The wage statements provided to Ulta employees violated state law in that they failed to accurately identify all applicable hourly rates and hours worked during a given pay period, the lawsuit says. As an example, the suit claims the plaintiff received a wage statement from the defendant that incorrectly identified her “double time” pay rate as $10.50 per hour when it should’ve been $21. Furthermore, the overtime pay rates detailed on the plaintiff’s wage statements supposedly failed to account for additional non-discretionary wages, such as tips.
The plaintiff further charges that she received her final wages later than she legally should have. According to the suit, the plaintiff provided Ulta with two weeks’ notice of her intention to quit, informing the company on October 13, 2017 of her requested separation date of October 27. Ulta refused to allow the plaintiff to work until October 27, instead allowing the woman to work only until October 24, according to the case. The woman allegedly did not receive her final wages until October 27, despite the California Labor Code requirement that employers remit a workers’ final wages at the time of separation.
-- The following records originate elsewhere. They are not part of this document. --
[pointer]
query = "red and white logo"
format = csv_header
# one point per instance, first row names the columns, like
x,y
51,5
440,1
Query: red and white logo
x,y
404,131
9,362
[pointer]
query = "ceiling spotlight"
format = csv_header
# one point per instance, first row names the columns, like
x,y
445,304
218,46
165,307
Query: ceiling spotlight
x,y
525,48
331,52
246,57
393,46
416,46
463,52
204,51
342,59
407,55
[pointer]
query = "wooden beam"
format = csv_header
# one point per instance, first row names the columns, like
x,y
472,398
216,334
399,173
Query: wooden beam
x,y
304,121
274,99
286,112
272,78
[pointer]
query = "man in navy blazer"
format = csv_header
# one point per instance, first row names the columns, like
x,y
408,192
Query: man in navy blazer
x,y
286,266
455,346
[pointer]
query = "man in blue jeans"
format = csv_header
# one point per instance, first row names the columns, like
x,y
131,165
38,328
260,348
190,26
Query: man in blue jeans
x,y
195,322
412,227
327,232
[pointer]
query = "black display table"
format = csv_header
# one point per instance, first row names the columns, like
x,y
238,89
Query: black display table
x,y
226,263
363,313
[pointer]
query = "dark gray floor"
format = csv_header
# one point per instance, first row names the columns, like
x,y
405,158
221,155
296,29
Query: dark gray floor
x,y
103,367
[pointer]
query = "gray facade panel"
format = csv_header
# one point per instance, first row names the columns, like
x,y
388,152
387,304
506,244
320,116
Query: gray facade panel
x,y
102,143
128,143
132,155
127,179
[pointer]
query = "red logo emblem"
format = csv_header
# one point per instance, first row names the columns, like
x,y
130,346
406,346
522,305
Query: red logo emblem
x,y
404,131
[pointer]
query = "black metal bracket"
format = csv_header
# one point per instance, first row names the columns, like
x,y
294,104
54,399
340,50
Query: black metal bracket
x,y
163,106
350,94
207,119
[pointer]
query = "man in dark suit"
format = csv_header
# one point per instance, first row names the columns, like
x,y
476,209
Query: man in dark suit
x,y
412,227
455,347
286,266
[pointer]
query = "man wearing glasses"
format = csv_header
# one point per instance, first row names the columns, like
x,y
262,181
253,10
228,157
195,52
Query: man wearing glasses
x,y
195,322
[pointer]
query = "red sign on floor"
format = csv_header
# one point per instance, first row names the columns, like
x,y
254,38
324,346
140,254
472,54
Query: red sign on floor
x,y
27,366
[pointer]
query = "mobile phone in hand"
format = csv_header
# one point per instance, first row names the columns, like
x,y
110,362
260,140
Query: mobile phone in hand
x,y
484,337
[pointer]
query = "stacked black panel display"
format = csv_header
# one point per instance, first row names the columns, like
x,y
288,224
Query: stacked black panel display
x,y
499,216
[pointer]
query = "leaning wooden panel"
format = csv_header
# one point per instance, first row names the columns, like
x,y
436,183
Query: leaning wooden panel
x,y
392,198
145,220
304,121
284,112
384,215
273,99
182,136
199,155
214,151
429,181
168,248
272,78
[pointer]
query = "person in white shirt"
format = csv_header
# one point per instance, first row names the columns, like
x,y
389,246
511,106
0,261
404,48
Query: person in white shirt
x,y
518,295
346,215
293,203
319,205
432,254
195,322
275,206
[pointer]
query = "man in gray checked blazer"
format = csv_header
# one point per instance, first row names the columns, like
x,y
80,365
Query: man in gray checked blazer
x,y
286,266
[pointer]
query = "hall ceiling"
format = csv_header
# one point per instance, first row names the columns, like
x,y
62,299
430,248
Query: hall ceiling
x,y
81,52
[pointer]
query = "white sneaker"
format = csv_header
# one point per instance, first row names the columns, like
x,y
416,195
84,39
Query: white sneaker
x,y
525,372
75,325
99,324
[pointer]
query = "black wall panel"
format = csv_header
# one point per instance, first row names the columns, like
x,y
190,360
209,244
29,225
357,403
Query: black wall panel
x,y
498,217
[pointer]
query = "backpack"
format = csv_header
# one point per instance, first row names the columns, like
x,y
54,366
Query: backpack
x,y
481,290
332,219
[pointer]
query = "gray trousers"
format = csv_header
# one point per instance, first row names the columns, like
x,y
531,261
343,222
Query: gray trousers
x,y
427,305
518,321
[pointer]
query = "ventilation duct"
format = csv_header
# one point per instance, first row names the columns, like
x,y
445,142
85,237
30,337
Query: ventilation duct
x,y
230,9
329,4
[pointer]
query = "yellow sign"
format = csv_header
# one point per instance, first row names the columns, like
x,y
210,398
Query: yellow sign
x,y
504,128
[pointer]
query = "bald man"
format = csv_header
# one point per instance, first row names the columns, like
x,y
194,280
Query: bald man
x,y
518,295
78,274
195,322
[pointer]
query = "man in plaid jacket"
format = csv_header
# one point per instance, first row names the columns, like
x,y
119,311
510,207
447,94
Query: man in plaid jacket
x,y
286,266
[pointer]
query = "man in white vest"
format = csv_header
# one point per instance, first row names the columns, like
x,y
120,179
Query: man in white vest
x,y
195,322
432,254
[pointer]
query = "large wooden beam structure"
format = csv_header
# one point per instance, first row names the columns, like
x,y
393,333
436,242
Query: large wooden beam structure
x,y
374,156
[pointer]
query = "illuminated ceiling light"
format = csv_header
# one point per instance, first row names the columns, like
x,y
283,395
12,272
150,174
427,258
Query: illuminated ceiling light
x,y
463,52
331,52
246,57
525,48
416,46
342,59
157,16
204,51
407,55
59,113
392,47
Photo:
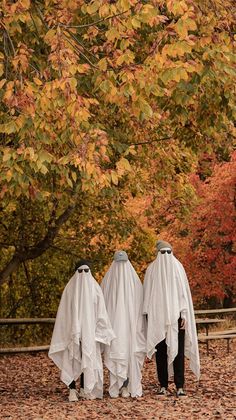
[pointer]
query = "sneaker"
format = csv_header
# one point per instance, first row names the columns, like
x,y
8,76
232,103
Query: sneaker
x,y
124,392
73,395
180,392
162,391
82,394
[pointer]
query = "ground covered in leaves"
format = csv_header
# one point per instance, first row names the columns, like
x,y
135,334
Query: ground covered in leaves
x,y
30,389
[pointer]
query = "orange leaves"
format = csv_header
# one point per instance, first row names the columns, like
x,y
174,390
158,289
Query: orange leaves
x,y
20,61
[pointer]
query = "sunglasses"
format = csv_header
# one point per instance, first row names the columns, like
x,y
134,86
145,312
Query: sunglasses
x,y
80,270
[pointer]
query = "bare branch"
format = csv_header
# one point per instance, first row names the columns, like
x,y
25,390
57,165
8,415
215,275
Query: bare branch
x,y
39,248
86,25
152,141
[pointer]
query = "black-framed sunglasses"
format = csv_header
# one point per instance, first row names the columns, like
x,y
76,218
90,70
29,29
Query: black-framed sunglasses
x,y
86,270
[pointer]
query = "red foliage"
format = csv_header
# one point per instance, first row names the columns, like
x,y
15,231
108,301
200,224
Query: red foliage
x,y
212,235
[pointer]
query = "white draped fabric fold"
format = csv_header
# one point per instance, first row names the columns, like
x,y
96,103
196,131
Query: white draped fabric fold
x,y
123,294
167,296
82,324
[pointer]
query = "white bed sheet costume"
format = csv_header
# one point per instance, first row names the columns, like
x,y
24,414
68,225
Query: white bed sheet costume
x,y
123,294
167,296
81,326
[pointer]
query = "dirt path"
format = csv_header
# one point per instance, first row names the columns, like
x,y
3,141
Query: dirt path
x,y
30,389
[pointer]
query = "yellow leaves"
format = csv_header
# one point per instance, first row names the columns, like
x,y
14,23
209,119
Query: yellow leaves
x,y
113,34
123,166
177,7
184,25
89,168
1,69
114,178
9,91
8,128
37,81
177,49
49,36
2,83
73,83
128,58
93,7
102,64
148,14
174,74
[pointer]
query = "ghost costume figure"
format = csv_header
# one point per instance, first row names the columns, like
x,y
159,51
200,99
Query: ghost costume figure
x,y
171,328
124,357
82,324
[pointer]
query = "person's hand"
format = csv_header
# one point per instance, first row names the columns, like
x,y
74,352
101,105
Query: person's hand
x,y
183,324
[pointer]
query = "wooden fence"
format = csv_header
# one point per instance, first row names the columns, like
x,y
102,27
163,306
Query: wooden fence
x,y
203,321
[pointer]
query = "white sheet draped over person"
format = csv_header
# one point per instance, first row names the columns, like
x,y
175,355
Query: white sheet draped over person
x,y
123,294
168,302
81,326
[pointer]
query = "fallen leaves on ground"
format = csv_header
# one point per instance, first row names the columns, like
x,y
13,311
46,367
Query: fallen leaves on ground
x,y
30,389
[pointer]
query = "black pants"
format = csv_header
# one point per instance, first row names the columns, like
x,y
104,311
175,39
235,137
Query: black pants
x,y
161,361
72,384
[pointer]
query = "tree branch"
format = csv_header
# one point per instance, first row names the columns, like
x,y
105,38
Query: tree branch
x,y
152,141
87,25
39,248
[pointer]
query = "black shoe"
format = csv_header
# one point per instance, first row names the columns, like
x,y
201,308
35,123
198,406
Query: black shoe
x,y
180,392
162,391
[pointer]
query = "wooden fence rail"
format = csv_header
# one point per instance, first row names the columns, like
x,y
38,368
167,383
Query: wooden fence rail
x,y
8,321
206,321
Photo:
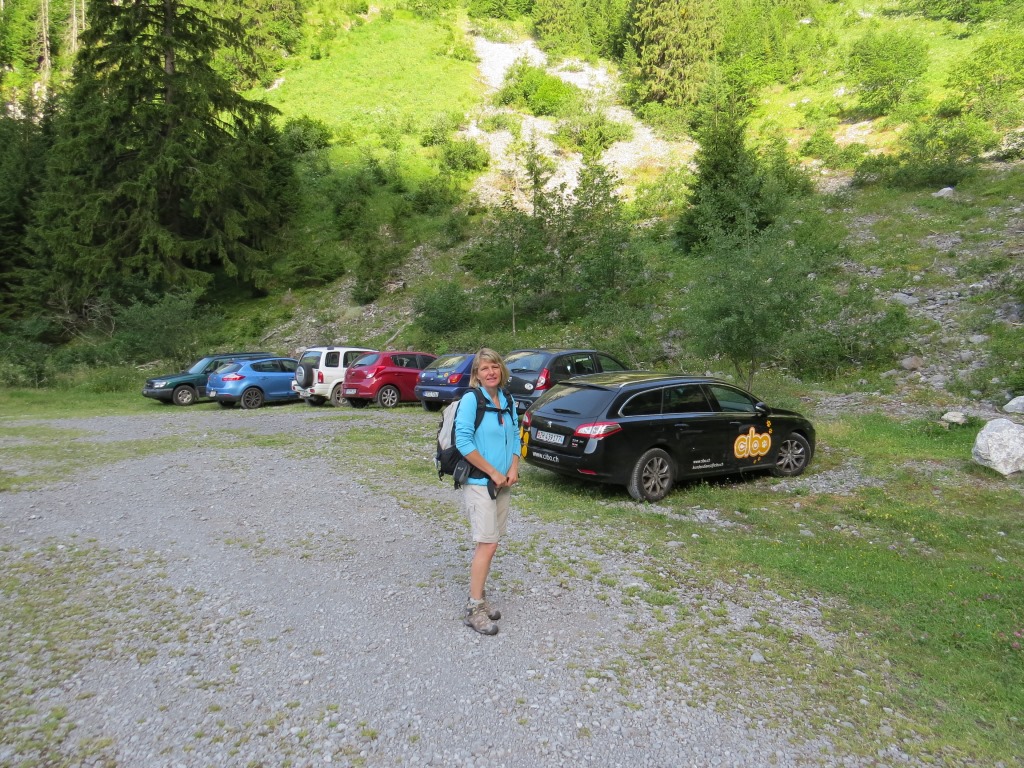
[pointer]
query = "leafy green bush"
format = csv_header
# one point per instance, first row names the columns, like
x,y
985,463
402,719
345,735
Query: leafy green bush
x,y
498,8
461,155
933,152
887,67
435,195
847,331
442,307
531,88
822,145
301,135
441,126
503,121
990,79
429,8
591,132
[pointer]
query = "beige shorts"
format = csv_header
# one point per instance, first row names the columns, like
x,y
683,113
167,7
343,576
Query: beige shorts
x,y
487,517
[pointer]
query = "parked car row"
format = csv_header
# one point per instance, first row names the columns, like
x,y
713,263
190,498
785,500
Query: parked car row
x,y
584,414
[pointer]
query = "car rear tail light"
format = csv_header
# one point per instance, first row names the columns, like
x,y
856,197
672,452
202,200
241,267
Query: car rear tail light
x,y
597,430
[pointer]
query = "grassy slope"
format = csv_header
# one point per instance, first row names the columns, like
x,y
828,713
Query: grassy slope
x,y
921,565
929,599
379,71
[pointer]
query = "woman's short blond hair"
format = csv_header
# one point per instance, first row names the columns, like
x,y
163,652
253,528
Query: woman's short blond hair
x,y
488,355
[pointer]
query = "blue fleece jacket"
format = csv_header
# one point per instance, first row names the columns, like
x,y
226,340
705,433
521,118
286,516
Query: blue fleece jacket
x,y
497,441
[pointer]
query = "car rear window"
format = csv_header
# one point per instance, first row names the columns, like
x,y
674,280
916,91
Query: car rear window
x,y
368,359
448,361
577,400
201,367
524,363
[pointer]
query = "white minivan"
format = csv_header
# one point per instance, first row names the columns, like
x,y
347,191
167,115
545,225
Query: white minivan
x,y
321,373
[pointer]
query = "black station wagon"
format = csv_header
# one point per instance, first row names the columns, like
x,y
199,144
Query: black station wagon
x,y
647,430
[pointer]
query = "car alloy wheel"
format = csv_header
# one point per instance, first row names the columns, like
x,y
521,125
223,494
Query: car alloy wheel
x,y
338,396
388,396
184,396
251,398
652,476
793,457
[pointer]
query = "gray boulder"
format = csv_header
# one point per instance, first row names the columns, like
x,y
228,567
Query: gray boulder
x,y
1016,406
999,445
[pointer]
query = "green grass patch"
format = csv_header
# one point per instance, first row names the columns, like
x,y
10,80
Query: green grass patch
x,y
376,72
33,456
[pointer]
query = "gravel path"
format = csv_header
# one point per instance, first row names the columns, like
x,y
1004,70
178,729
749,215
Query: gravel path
x,y
231,604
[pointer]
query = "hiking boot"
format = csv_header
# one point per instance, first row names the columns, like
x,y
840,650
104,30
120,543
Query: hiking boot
x,y
493,613
476,616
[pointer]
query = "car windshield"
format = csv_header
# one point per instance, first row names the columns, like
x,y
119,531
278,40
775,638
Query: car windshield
x,y
368,359
448,361
201,367
576,400
525,363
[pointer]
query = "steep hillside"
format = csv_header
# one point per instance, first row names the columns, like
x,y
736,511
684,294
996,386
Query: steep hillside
x,y
951,258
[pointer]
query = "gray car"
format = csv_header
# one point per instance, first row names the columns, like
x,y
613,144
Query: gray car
x,y
188,387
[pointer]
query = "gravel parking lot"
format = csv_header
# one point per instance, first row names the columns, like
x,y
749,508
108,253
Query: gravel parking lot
x,y
236,603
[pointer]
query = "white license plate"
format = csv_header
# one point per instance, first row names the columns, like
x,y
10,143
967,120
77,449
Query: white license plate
x,y
554,439
545,456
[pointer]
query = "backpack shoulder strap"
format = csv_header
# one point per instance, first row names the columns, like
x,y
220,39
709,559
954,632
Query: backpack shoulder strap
x,y
481,404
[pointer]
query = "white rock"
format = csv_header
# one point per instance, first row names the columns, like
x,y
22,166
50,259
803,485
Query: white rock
x,y
999,445
954,417
1016,406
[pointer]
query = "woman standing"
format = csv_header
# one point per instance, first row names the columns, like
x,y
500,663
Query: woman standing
x,y
493,450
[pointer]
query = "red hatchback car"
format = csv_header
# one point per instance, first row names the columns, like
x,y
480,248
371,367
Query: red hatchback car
x,y
388,378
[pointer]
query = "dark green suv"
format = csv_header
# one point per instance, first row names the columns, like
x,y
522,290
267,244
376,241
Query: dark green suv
x,y
188,387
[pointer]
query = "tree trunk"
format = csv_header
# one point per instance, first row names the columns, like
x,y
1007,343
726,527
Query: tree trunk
x,y
44,39
73,42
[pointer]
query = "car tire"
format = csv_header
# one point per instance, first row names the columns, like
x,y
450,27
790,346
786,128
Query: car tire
x,y
388,396
184,395
338,396
251,398
652,476
303,376
793,457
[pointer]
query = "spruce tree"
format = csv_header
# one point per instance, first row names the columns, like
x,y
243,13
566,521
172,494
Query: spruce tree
x,y
675,42
161,174
561,26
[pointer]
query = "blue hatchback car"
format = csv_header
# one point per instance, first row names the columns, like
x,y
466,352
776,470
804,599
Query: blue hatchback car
x,y
251,383
444,380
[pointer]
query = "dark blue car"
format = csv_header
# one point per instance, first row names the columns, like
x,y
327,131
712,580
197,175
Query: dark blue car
x,y
444,380
251,383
The suit seeks to cover four distinct classes:
Regular Rate Class, consisting of all current and former non-exempt Ulta employees who worked for the company in California at any time between November 13, 2013 and the present who “received overtime pay and non-discretionary pay in the same pay period, including without limitation, tips and/or commissions”;
Double-time Wage Statement Class, which includes all past and present California Ulta employees who between November 13, 2016 and the present “received itemized wage statements and were paid any double-time wages”;
Regular Rate Wage Statement Class, comprised of all current and former California Ulta employees who worked for the company between November 13, 2016 and the present who received itemized wage statements and worked overtime while earning non-discretionary pay in the same period, including tips and/or commissions; and
203 Class, consisting of all Ulta employees in California who worked for the company between November 13, 2014 and the present whose employment was separated for any reason and who received any wages after the end of their employment.